The Federal Circuit first approved the practice of assessing patent eligibility on a Rule 12(b)(6) motion, without undertaking “a formal claim construction.” The court then applied what it refers to as the “now well-established two-step test for patent eligibility,” i.e., the two-step Mayo/Alice test.

  1. “We begin at step one of the Mayo/Alice test and ask first whether claim 1 is directed to a patent-ineligible concept—e.g., a law of nature, natural phenomenon, or abstract idea. …. We find that it is.

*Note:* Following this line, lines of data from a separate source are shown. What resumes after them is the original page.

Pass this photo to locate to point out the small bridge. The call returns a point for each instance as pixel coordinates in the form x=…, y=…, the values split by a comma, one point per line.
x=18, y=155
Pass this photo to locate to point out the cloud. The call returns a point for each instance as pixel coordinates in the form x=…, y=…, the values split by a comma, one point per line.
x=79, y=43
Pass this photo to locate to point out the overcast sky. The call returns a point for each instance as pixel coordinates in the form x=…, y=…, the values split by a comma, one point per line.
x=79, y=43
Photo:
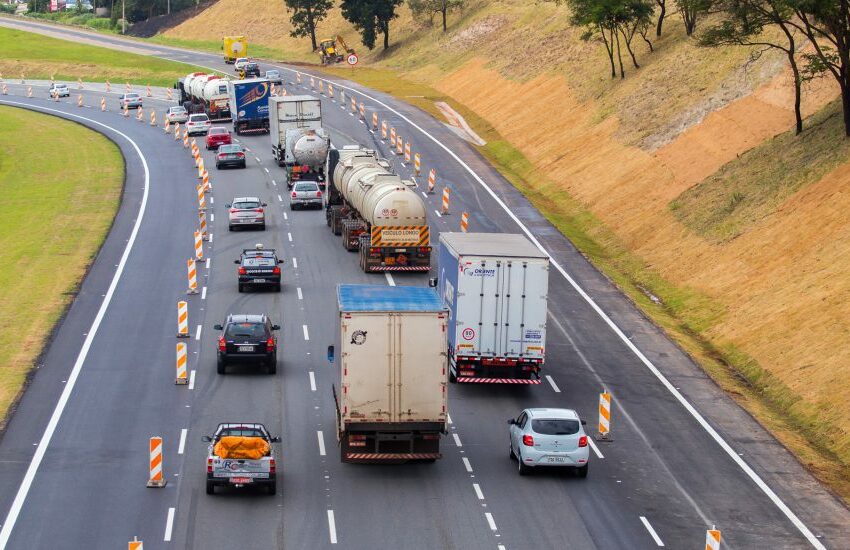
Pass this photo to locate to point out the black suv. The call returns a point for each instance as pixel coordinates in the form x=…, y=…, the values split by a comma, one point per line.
x=247, y=339
x=259, y=266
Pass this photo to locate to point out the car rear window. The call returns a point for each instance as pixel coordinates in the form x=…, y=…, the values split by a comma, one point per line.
x=555, y=426
x=245, y=330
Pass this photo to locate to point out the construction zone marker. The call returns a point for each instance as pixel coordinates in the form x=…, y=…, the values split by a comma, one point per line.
x=182, y=320
x=155, y=478
x=182, y=359
x=192, y=275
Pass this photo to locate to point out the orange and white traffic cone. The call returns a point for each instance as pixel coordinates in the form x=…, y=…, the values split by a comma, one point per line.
x=182, y=360
x=193, y=277
x=156, y=479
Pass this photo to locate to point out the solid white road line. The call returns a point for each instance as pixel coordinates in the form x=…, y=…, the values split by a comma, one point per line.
x=47, y=436
x=321, y=443
x=182, y=446
x=652, y=532
x=332, y=526
x=169, y=525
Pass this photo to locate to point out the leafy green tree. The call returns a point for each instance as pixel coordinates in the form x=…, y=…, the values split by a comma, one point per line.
x=306, y=14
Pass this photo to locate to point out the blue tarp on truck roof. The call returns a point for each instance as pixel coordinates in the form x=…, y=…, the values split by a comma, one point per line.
x=388, y=298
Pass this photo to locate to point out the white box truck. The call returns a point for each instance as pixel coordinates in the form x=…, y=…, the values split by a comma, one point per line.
x=391, y=403
x=495, y=286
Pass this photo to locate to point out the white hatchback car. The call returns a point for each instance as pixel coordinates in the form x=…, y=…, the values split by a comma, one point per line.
x=549, y=437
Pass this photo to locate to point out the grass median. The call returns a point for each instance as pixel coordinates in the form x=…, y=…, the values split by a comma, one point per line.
x=61, y=184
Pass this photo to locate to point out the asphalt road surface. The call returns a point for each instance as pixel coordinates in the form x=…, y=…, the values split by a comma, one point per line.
x=684, y=457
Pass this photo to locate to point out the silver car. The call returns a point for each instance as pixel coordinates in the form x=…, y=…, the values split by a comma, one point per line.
x=549, y=437
x=177, y=114
x=246, y=212
x=305, y=194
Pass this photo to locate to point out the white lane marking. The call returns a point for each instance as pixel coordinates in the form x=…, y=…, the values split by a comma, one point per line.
x=652, y=532
x=332, y=526
x=169, y=525
x=490, y=521
x=44, y=442
x=182, y=446
x=594, y=447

Claim 1 is directed to the relationship between non-coding and coding sequences … and the tendency of such non-coding DNA sequences to be representative of the linked coding sequences—a law of nature.
  2. “At step two …. ‘we must examine the elements of the claim to determine whether it contains an inventive concept sufficient to transform the claimed abstract idea [or law of nature] into a patent-eligible application.’ …. [T]he physical steps of DNA amplification and analysis of the amplified DNA … do not, individually or in combination, provide sufficient inventive concept to render claim 1 patent eligible.”

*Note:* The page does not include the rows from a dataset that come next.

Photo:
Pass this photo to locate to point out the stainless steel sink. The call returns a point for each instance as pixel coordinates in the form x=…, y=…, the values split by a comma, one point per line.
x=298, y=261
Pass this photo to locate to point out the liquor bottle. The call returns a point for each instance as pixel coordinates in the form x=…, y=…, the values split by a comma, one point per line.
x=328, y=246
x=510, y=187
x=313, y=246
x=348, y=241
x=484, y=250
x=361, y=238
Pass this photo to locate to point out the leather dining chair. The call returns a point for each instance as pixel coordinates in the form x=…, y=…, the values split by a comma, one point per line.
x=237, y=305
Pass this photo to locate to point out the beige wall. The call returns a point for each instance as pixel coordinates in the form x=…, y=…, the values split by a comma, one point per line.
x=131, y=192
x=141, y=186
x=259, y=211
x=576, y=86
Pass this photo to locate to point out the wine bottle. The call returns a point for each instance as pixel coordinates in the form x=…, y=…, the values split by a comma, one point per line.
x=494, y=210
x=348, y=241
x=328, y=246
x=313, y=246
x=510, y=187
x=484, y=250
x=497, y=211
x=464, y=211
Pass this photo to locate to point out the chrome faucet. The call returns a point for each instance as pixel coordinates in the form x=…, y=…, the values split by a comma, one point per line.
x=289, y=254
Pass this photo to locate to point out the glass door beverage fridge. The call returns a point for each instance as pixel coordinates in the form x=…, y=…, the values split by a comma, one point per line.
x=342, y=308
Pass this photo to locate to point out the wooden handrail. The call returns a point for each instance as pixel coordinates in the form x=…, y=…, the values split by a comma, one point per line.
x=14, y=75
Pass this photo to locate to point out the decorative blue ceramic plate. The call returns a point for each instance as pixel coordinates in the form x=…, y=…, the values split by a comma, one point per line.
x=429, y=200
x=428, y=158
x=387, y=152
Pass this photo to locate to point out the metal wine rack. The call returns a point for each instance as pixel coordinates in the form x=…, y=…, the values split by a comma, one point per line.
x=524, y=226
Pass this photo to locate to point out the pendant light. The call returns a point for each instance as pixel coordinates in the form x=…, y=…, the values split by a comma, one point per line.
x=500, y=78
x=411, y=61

The Federal Circuit rejected GTG’s arguments that the use of junk DNA to detect a coding region allele amounted to “something more” eligible for a patent, focusing on the mental aspect of that feature:

The term “to detect the allele” (in the sense of examining the non-coding region to detect an allele in the coding region) is a mental process step, one that provides claim 1 with a purpose but does not create the requisite inventive concept, because it merely sets forth a routine comparison that can be performed by the human mind.

Thus, the Federal Circuit affirmed the district court decision and awarded costs to the appellees.

Similar But Different

Judge Dyk explains how the method at issue is similar to those invalidated in Mayo, Sequenom, and In re BRCA1- & BRCA2-Based Hereditary Cancer Test, but I think it is different enough that this decision takes patent eligibility jurisprudence a step further. Indeed, when I wrote about the district court decision, I outlined ways in which Judge Stark may have gone astray. I stand by those points, and raise an additional one here.

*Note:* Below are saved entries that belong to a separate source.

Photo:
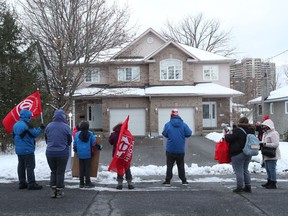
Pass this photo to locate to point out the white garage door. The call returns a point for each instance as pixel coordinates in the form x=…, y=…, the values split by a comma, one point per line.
x=187, y=114
x=136, y=123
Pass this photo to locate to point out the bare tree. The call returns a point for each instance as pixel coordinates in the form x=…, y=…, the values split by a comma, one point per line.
x=72, y=34
x=198, y=32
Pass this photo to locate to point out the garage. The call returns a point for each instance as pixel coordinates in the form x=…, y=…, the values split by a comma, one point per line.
x=137, y=120
x=187, y=114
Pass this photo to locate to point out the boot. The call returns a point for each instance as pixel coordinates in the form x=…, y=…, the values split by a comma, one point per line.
x=247, y=189
x=34, y=186
x=130, y=185
x=120, y=185
x=267, y=183
x=53, y=192
x=59, y=193
x=272, y=185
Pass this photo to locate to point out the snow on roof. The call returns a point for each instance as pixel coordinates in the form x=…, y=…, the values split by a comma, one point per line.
x=203, y=89
x=203, y=55
x=276, y=95
x=109, y=92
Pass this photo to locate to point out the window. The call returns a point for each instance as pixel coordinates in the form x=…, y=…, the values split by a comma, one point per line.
x=129, y=74
x=171, y=69
x=210, y=72
x=92, y=75
x=271, y=108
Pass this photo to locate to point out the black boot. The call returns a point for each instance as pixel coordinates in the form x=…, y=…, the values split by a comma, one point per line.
x=247, y=189
x=272, y=185
x=267, y=183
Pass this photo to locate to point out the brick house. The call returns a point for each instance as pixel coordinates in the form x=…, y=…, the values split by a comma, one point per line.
x=147, y=79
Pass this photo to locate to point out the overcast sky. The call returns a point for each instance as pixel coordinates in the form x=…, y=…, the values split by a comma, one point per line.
x=259, y=27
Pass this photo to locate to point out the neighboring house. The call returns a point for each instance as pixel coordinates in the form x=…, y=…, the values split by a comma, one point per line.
x=276, y=106
x=150, y=77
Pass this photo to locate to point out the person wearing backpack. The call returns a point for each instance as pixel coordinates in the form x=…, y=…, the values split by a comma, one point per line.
x=240, y=161
x=270, y=139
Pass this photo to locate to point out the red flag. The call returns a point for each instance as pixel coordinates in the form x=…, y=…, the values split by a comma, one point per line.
x=124, y=150
x=32, y=103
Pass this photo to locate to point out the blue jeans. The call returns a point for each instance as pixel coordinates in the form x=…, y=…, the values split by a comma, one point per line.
x=270, y=166
x=57, y=166
x=240, y=165
x=26, y=163
x=171, y=158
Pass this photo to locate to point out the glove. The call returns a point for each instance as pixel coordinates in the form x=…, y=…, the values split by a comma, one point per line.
x=99, y=147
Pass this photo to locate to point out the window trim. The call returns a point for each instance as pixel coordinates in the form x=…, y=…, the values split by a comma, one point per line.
x=134, y=77
x=165, y=64
x=94, y=79
x=209, y=67
x=271, y=108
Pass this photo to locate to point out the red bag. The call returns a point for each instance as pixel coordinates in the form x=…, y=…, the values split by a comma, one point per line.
x=222, y=152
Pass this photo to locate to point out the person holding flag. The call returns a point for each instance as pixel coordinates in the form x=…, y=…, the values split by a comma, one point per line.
x=24, y=135
x=123, y=144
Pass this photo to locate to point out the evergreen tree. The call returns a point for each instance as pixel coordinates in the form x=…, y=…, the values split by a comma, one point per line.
x=20, y=74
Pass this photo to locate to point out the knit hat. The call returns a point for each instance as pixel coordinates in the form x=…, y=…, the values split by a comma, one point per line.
x=174, y=112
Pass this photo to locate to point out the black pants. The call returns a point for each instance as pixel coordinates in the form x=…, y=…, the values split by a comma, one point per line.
x=84, y=170
x=57, y=166
x=26, y=163
x=170, y=160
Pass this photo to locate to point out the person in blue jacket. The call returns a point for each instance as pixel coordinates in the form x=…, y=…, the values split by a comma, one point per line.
x=24, y=135
x=176, y=132
x=58, y=136
x=84, y=145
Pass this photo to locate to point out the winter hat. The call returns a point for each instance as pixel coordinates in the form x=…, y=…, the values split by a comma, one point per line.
x=269, y=123
x=265, y=117
x=174, y=112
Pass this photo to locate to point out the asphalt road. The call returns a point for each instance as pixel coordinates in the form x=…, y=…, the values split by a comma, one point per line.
x=150, y=197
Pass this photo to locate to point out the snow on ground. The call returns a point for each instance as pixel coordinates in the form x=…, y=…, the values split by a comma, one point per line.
x=215, y=173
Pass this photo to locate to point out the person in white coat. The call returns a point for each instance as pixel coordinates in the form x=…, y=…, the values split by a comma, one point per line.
x=270, y=139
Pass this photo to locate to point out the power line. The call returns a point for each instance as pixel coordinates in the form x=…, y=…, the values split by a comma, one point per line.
x=278, y=54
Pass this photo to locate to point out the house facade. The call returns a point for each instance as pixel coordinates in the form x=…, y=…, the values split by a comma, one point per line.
x=150, y=77
x=276, y=106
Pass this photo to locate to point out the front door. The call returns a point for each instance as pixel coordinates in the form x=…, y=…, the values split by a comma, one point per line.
x=209, y=115
x=94, y=114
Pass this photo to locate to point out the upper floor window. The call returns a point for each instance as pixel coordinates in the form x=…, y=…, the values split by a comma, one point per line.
x=210, y=72
x=92, y=75
x=271, y=108
x=129, y=74
x=171, y=69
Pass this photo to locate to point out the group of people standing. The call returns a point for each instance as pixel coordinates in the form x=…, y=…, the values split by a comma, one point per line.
x=58, y=137
x=268, y=137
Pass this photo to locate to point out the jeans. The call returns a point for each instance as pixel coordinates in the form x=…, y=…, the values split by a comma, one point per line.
x=57, y=166
x=240, y=165
x=128, y=177
x=270, y=166
x=170, y=160
x=26, y=163
x=84, y=170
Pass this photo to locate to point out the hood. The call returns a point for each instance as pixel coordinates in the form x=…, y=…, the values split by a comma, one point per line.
x=269, y=123
x=176, y=121
x=59, y=115
x=25, y=115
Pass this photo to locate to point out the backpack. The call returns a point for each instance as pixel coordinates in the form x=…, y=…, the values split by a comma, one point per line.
x=252, y=144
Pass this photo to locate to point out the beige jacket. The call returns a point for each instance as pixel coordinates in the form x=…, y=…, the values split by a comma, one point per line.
x=271, y=138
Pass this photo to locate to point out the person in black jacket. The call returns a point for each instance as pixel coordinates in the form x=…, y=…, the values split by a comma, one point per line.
x=240, y=161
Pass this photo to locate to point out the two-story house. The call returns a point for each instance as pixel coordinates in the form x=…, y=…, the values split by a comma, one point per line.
x=150, y=77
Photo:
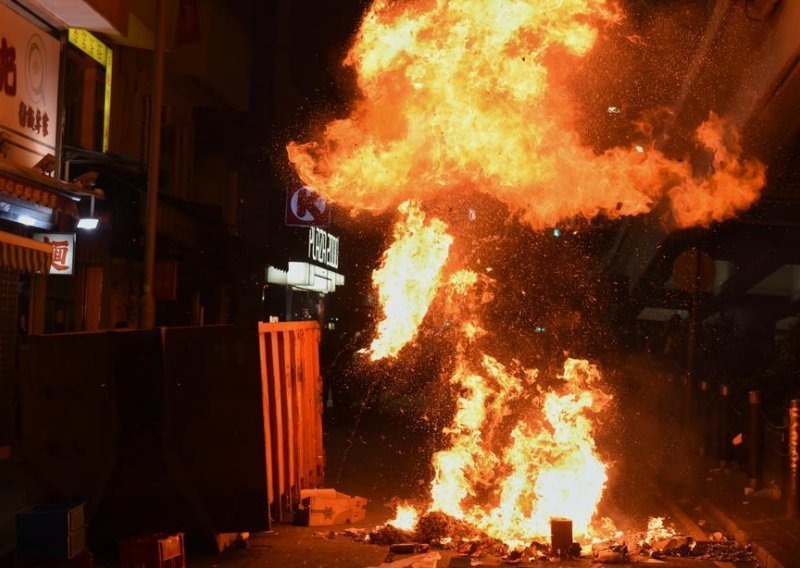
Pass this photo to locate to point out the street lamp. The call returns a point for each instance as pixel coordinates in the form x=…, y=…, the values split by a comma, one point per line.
x=89, y=223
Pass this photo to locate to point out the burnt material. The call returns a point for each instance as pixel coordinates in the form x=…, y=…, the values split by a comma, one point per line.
x=561, y=536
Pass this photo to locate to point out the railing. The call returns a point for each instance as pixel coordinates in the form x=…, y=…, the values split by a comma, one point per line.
x=292, y=410
x=742, y=432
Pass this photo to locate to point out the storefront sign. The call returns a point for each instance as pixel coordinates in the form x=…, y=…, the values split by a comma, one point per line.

In Myriad, the Supreme Court told us that “[h]ad Myriad created an innovative method of manipulating genes while searching for the BRCA1 and BRCA2 genes, it could possibly have sought a method patent.” In invalidating Myriad’s DNA claims, the Court emphasized that “the processes used by Myriad to isolate DNA … ‘were well understood, widely used, and fairly uniform insofar as any scientist engaged in the search for a gene would likely have utilized a similar approach,.'”

Here, GTG did claim an “innovative method” of detecting a coding region allele, and the method at issue was not being used by “any scientist engaged in the search for a gene.” In his opinion, Judge Dyk appears to limit the Supreme Court guidance pertaining to “new” methods to methods that use new “physical” laboratory techniques.

A New Machine-Or-Transformation Test?

Another comment in Judge Dyk’s opinion that caught my mind is this one:

The product of the method of claim 1 is information ….

In drawing parallels to previous § 101 decisions, Judge Dyk states that the method claims at issue in Mayo, Sequenom and here all relate to “allegedly newly discovered information about human biology,” and resulted in obtaning information.

Is Judge Dyk saying that methods that do not result in a new physical product are not patent eligible? Are we back to the future with a more stringent “machine or transformation” test? Is the state of § 101 jurisprudence such that methods that use a new machine or that result in a new product can be patented, as long as the new product does not merely embody new information that is the real “concern” of the claimed method? Is that a test for patent eligibility that the diagnostic method industry could live with?